Young adults in Arkansas want more and deserve better than a candidate who refuses to stand up for what he believes. Ross wants young voters to see him as a rebel that can’t be defined by party labels.

“I was never a national Democrat,” Ross says. “I’ve always been an Arkansas Democrat.”

And he wants young people to see him as a Washington-outsider, who should be defined more as a fifth-generation Arkansan and a pharmacy owner, rather than a six-time Congressman.

But Ross’ record in Washington tells a much different story. The truth is that he voted with House Minority Leader Nancy Pelosi 82 percent of the time. He voted “yes” on the stimulus bill, “yes” on the Troubled Asset Relief Program (TARP), “yes” on the Obama budget, and “yes” on the bailout of Fannie Mae and Freddie Mac. And perhaps worst of all, he was a decisive vote that passed health care reform out of the House Energy and Commerce Committee.

Ross’ Obamacare record shouldn’t come as a surprise to Arkansans who may remember him saying, “one of the biggest reasons I ran for Congress was because I wanted to reform health care.” And he got his wish by being a decisive vote that breathed new life into an on-the-ropes Obamacare bill because, in his words, he “was not trying to kill health care reform.” This is the very legislation that is crippling job prospects among young Americans.

That’s not leadership. It’s doublethink.

It’s believing yourself to be a so-called Blue Dog Democrat that stands up for your constituents while also believing what all Washington Democrats believe – that more government is the right answer to every problem.

The truth is that young adults want big ideas, not big government. A series of surveys and focus groups conducted by the College Republican National Committee earlier this year revealed that our generation is concerned about its future. Sadly, they have every right to be. Economic growth under Obama has been poor, joblessness is rampant, the national debt casts a shadow over the American Dream, and all too many young adults are being buried beneath the weight of student loans. They crave the bright light of opportunity, but fear our future has been inexorably dimmed by government’s missteps.

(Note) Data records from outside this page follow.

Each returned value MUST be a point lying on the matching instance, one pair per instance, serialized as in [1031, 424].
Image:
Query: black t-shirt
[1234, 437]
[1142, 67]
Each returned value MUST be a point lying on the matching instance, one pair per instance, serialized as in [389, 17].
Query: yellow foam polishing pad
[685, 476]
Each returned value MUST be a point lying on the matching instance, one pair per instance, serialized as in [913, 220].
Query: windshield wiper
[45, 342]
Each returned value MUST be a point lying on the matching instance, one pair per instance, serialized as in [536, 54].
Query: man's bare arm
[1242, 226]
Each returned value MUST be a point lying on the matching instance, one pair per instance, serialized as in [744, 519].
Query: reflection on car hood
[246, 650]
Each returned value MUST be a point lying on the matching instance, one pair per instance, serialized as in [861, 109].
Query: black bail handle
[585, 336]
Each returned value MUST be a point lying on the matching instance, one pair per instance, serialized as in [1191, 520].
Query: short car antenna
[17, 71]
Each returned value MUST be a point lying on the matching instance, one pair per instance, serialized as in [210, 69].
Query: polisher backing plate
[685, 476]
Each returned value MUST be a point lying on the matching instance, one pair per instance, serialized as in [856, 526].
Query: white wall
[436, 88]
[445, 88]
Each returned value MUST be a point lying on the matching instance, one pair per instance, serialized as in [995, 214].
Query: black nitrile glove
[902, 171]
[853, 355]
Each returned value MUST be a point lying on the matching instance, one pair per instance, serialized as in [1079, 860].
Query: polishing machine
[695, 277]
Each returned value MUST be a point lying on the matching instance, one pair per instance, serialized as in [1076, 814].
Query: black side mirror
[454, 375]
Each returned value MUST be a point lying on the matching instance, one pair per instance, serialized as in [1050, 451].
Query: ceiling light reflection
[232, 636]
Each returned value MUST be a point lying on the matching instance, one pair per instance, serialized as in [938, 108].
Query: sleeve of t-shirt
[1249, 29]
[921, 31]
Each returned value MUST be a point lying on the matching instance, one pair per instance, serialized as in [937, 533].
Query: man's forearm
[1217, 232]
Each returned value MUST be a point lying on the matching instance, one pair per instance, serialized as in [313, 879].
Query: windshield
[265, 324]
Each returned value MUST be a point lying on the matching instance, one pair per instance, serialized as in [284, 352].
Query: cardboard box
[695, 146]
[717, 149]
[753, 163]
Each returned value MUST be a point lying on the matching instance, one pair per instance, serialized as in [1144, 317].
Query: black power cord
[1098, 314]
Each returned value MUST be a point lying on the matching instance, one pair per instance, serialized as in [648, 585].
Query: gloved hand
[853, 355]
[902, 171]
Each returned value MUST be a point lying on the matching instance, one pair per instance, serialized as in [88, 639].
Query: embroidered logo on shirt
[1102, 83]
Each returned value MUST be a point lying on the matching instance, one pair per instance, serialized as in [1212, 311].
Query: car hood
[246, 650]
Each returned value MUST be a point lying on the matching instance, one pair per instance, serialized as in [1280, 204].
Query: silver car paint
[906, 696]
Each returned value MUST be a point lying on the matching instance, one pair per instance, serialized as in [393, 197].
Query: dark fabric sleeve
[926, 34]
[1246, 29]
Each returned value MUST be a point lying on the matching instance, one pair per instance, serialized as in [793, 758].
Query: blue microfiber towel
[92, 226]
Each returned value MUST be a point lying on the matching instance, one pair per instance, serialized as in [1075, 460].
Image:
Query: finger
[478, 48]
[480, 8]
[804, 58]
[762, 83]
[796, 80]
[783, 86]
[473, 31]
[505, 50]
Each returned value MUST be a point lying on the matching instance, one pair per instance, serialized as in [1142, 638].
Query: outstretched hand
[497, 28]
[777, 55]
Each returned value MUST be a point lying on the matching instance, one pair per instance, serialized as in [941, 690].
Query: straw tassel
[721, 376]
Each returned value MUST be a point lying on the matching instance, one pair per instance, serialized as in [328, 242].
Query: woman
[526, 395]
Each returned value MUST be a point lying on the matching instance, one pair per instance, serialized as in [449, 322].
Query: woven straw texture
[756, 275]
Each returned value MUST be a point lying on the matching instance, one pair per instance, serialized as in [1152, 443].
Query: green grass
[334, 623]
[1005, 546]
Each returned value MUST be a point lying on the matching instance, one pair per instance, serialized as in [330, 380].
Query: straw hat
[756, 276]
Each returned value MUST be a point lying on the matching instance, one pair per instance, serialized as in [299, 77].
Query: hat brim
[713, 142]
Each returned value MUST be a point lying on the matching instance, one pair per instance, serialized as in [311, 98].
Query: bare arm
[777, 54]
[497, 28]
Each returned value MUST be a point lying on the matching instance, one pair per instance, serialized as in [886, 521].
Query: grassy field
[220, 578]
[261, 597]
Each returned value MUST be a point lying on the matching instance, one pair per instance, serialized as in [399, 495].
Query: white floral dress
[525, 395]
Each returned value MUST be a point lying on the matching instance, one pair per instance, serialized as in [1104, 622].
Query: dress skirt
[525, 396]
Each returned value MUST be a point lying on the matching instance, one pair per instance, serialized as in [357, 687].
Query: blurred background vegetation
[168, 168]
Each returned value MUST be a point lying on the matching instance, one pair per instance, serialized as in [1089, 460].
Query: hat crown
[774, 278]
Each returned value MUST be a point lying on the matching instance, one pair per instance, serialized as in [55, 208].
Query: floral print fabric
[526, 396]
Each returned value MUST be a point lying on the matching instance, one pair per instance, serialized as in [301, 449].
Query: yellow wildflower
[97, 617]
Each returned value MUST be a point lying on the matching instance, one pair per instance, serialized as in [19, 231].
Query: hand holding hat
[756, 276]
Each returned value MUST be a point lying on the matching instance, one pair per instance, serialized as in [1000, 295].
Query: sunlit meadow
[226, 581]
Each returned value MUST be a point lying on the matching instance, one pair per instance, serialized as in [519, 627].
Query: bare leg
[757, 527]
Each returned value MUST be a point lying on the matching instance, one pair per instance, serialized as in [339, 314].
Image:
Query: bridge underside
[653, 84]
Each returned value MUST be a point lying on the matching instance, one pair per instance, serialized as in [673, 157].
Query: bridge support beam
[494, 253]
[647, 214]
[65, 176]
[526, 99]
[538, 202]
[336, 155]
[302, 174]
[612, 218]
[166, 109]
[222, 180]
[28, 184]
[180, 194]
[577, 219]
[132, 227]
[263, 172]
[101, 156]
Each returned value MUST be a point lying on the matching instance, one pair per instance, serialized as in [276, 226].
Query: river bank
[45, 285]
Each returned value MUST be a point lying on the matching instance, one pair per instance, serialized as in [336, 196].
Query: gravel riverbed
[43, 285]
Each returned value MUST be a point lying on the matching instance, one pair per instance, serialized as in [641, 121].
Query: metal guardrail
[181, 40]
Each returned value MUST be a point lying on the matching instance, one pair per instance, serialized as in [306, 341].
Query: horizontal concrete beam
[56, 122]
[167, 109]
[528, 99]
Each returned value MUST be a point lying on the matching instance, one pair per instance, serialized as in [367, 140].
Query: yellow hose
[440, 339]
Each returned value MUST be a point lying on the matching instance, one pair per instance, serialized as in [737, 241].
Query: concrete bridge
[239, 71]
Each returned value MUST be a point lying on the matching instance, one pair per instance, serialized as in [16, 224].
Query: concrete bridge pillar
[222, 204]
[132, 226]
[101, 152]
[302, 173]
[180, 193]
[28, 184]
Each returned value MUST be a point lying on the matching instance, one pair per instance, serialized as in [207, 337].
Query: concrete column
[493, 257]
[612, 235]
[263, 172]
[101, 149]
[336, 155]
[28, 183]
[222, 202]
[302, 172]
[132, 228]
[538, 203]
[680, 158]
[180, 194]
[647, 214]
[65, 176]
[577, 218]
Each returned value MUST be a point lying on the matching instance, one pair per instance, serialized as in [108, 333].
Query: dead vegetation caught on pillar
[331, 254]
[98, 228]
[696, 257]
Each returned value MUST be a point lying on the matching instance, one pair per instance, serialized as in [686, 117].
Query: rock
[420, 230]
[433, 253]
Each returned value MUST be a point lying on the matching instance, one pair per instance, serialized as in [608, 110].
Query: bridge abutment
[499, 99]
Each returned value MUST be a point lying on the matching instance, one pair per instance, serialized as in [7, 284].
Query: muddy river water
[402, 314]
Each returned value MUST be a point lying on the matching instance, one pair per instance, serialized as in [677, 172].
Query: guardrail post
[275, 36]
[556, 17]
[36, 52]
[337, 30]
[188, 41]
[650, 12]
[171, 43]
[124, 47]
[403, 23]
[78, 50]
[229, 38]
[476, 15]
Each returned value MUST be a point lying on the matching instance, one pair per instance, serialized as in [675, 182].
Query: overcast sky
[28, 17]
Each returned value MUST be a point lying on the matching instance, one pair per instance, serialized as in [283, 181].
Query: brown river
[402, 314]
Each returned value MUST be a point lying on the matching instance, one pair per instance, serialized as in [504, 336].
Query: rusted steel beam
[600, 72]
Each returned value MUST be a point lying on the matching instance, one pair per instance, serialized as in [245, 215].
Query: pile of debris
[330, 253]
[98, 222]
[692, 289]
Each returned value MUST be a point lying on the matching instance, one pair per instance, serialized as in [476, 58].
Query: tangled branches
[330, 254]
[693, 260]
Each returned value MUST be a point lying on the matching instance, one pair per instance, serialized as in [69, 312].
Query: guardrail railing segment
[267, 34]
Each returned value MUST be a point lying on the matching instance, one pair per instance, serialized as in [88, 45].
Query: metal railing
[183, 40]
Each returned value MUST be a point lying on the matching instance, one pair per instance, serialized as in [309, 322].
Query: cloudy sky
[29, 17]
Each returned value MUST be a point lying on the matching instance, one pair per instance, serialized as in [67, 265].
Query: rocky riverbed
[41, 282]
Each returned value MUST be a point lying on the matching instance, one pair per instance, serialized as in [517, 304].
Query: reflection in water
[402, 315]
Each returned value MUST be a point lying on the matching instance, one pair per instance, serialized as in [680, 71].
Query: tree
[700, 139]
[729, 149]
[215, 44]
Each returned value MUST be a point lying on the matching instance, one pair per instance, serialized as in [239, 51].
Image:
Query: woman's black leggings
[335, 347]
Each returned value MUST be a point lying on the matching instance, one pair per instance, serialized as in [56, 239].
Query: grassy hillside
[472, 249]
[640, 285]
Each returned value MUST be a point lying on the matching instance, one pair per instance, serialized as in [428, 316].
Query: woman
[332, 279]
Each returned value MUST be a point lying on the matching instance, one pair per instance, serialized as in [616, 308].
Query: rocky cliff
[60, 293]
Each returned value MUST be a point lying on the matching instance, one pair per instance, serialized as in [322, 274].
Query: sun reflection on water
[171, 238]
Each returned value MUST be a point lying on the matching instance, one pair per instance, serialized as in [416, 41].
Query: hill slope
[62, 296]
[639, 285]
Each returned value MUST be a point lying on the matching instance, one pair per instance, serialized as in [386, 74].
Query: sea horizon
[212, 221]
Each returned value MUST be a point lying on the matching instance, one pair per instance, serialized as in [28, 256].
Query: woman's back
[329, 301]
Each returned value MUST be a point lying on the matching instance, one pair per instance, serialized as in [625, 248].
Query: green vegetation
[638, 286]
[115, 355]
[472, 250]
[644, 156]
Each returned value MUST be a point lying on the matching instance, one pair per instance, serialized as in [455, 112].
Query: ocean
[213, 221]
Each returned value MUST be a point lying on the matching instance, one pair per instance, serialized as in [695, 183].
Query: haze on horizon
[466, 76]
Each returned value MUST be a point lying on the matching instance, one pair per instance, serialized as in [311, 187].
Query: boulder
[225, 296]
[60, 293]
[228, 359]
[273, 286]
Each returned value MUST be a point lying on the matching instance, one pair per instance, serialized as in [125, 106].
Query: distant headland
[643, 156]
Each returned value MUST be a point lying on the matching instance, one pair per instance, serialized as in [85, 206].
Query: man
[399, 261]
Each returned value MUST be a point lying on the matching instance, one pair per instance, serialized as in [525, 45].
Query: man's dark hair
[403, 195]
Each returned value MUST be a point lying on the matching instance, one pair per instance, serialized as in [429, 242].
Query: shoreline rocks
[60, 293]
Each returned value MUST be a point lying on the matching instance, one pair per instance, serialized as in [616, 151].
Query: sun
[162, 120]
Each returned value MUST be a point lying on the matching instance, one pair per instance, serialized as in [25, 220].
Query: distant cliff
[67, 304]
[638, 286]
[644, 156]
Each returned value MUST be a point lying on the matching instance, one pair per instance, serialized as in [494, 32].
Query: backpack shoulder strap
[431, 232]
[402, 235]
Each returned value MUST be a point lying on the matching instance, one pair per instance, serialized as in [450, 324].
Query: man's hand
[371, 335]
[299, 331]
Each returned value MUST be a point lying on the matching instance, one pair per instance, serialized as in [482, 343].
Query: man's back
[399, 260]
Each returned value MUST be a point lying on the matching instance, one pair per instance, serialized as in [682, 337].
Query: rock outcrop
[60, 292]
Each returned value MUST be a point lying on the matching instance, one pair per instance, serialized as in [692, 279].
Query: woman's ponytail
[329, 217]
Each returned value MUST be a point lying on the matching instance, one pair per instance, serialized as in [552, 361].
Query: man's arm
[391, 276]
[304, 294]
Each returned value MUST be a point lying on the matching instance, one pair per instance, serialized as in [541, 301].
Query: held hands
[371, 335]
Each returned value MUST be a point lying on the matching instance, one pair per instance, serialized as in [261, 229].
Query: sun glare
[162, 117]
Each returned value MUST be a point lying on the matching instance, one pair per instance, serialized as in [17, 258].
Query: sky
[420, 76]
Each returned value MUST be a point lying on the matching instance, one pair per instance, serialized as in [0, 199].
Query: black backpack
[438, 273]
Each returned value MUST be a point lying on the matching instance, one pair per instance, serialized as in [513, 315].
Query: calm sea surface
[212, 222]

Fortunately, the survey also revealed their unwavering sense of optimism.

Young adults don’t want much – they just want to be given the tools to succeed. A full 45 percent of young people said they wanted to start their own business one day. And as one focus group participant told us, “We should really try to find out, what barriers do people have towards being successful and of being hardworking, educating themselves, and trying to improve the economy and so on, and work at maybe reducing the obstacles there.”

Republican gubernatorial candidate Asa Hutchinson is doing just that. His PREPARE Plan, which streamlines workforce training programs, matches the goals of students to the needs of employers, and improves the relationships between employers and schools, is a perfect example of using government to improve, not inhibit, economic growth. The package of market-driven reform ideas will not only expand the career options of young graduates, but will also attract job creating businesses that are constantly searching for skilled workers.

It’s those types of ideas – that unbind the hands of young entrepreneurs from the shackles of red tape – that deserve our votes. Hutchinson understands that the answer to unlocking Arkansas’ latent economic prospects isn’t more government, it’s a more intelligent government. It’s a more efficient government.

Those ideas are reflective of Hutchinson’s long-held belief in the economic power of conservatism. They are the perfect example of Hutchinson staying true to who he is. Contrast that to Mike Ross, who is spending his time and his money trying to convince voters that he isn’t the Democrat his voting record suggests. That strategy may have worked in 1984, but this is 2014.